For stakeholders in resources giants Glencore (LSE: GLEN) and Anglo American (LSE: AAL), 2015 has proved nothing but an unmitigated nightmare.
While it is true to say the entire mining space has suffered an annus horribilis, both Swiss and British businesses have been the worst performers by some distance, their shares sinking 69% and 67% respectively since the turn of January.
With both companies now rattling around record lows, is it time for investors to stock up or instead keep heading for the hills?
Attacked from all sides
Well, those expecting a sudden uptick in commodity prices are likely to end up disappointed. Sure, the copper market received a shot in the arm this week with news that Chinese producers aim to reduce production by 350,000 tonnes in 2016.
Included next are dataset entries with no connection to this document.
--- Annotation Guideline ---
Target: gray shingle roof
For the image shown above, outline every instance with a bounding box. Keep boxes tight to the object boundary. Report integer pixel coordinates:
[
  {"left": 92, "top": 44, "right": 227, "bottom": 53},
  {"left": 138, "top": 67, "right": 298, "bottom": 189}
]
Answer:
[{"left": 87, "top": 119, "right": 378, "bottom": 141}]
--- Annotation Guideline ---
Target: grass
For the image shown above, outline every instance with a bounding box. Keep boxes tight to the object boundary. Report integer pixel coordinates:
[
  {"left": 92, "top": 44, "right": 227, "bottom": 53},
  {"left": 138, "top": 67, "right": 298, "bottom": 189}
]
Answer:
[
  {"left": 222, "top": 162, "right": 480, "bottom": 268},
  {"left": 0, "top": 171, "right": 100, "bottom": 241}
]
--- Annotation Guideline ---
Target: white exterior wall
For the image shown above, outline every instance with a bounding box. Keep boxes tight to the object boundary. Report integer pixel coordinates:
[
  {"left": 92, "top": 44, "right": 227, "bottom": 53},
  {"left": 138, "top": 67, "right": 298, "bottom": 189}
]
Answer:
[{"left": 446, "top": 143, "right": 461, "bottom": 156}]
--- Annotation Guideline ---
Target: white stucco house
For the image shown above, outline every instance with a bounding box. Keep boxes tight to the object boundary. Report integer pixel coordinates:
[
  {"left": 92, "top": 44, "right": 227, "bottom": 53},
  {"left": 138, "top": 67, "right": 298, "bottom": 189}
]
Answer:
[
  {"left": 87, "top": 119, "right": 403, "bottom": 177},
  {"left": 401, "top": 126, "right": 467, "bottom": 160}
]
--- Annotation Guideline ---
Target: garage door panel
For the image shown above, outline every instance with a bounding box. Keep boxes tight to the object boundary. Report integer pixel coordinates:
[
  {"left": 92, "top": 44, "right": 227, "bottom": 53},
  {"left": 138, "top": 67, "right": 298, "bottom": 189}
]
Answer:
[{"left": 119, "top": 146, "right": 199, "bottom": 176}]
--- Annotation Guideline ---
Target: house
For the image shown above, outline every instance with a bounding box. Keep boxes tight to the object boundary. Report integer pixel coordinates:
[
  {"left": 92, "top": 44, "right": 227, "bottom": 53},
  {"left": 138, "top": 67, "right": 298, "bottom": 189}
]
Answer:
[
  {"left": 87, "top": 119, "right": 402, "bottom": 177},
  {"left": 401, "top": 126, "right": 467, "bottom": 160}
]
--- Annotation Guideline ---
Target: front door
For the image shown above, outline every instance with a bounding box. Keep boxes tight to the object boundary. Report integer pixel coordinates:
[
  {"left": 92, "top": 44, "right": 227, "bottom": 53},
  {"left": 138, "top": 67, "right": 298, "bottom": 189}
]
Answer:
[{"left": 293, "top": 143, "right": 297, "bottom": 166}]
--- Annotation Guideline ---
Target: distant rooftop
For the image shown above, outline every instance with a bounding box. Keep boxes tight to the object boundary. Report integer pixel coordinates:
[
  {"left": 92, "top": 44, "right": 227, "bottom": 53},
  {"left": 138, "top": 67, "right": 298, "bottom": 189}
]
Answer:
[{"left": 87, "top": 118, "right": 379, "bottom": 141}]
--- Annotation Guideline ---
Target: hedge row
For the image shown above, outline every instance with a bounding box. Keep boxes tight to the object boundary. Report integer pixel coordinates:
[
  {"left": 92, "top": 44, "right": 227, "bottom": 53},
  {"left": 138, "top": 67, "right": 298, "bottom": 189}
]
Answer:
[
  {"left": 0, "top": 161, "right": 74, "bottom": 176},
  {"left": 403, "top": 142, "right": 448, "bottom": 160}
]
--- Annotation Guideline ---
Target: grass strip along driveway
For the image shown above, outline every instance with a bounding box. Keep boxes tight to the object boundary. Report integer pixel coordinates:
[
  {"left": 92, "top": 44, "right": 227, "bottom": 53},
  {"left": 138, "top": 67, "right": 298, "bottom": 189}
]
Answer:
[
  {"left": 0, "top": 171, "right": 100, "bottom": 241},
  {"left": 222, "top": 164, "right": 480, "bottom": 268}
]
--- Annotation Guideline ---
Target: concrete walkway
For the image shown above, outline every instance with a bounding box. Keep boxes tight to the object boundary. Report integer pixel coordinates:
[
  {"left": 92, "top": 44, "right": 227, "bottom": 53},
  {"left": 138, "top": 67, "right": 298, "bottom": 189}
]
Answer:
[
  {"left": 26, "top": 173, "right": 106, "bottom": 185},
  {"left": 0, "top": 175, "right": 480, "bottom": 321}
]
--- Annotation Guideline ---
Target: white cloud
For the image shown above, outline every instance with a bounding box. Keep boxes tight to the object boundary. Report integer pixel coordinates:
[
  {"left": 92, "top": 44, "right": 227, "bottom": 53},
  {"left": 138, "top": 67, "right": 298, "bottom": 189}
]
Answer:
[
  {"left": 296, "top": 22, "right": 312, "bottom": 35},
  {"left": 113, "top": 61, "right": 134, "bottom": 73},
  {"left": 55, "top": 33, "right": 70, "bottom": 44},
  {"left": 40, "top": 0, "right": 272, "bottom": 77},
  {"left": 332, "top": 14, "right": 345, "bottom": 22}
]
But this reduction represents less than 5% of total Chinese annual production, meaning that prices remain locked around the $4,500 per tonne marker, precariously perched above recent six-year troughs.
Investors are clearly seeking wider action from producers across the globe to curtail red metal production before sending prices higher. And this is the case across all major commodity classes — Brent crude was recently a whisker off multi-year nadirs around $43 per barrel, while coal, aluminium, nickel, iron ore and zinc all dropped to their cheapest since the financial crisis in November.
Indeed, while the key Chinese economy continues to decelerate sharply, the top-line at diversified players Glencore and Anglo American is likely to languish. Latest manufacturing PMI numbers this week revealed a fall to 49.6 in November, further below the benchmark of 50 that separates expansion from contraction, and representing a three-year low.
Allied to this, the prospect of a strengthening US dollar next year and beyond also threatens to put the kibosh on a meaningful bounceback in commodity prices.
Restructuring set to fail?
In their defence, both Glencore and Anglo American have been busy de-risking their businesses to limit the fallout of slumping commodity prices.
The latter announced the sale of its Norte copper business in Chile for $300m in September, taking total proceeds from asset sales in the year to date to $1.9bn. And its industry rival followed this up by putting its copper mines in Australia and Chile on the chopping block in October — Glencore had already earmarked other copper projects, as well as nickel and agricultural assets, for sale.
The Swiss company also elected to cut the dividend, raise $2.5bn through a rights issue, and slash its capex targets to $6bn in 2015 and $5bn in 2016 in September. Such measures are designed to help get a grip on Glencore’s colossal net debt pile, which stood at an eye-watering $30bn as of June.
But while commodity prices remain on their steady downtrend, it is difficult to view the self-help measures over at both Glencore and Anglo American as nothing more than temporary sticking plasters.
And although prudent at the current time, a likely intensifying of asset sales hardly do either firms’ long-term growth prospects much good, either. I believe more lucrative, and certainly less-risky, stock candidates can be found elsewhere.